Many other factors can affect mortality, too. Bass, walleyes and other fish caught in deep waters can die from inflated air bladders. Cuts from fishing line, wounds from hooks and boat-side injuries all decrease fish’s chances of survival. So does catching fish with bait. Fish who bite bait often swallow the hooks, resulting in internal injuries. Or the hooks become encysted, making the fish more susceptible to deadly viral infections.

“If catch-and-release fishing is so bad, it wouldn’t be practiced at tournaments.”

Anglers may not realize the extent of the problem. The Oklahoma Department of Wildlife Conservation found that the fish mortality rate at catch-and-release tournaments can be as high as 43% during summer months, when water temperatures are warmer.

“But,” says the department’s report, “participants and contest organizers would have seldom seen dead bass to give them indications that tournament-related mortality was occurring,” because weakened fish are eaten by turtles and other animals, or they die of their injuries several days after anglers have packed up and gone home.

Catch our Web site, www.NoFishing.net.

“Releasing a mortally wounded fish isn’t any different than shooting an elk and not recovering it.”
—Outdoors columnist Paul Vang

One evening, driving into Philadelphia at sunset, I stopped my car beside the Schuylkill River. Two men were fishing, but I was glad to note they weren’t catching anything. Or, anyone, I should say, for a fish is not a thing. Then, as dusk fell, I saw one of the men wrestling with what looked to be an enormously long fish. He had caught an eel.

Walking up, I saw that a five-pronged metal gaff, with separate sets of barbed hooks attached to each prong, was embedded in the eel’s throat. As the animal wriggled, the man pulled and twisted at the gaff but succeeded only in making a bloody mess. I offered to hold the eel still because the procedure was going so painfully slow.

I wrapped a towel around the eel, then held the long body still. That allowed the man to use both hands, but that didn’t work, either.

Suddenly, the man lost patience and yanked hard on the gaff.
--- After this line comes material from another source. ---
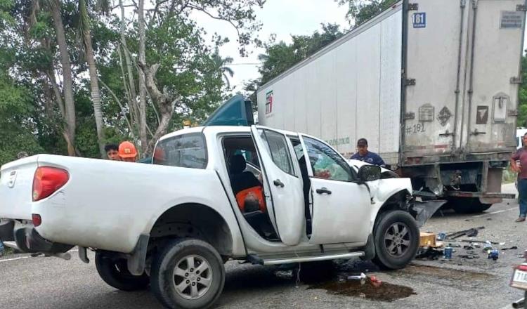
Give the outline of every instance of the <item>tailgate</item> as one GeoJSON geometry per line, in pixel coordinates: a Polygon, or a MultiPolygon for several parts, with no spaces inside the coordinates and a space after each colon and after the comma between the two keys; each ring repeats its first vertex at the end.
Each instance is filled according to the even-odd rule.
{"type": "Polygon", "coordinates": [[[0,169],[0,218],[31,220],[33,176],[38,156],[14,161],[0,169]]]}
The eel and I made eye contact at the very moment his throat was pulled out of his mouth.

There was no mistaking the look on the eel’s face: horror, fear, shock and pain.

It has been years, but I still can’t shake that look. The eel had been hurt terribly and then killed for “sport.” The deed had been carried out not in secret, down a dark alley, but in a public place. It had happened a million times before, and it would happen as many times again. When anyone asks me why PETA objects to fishing, I remember that eel.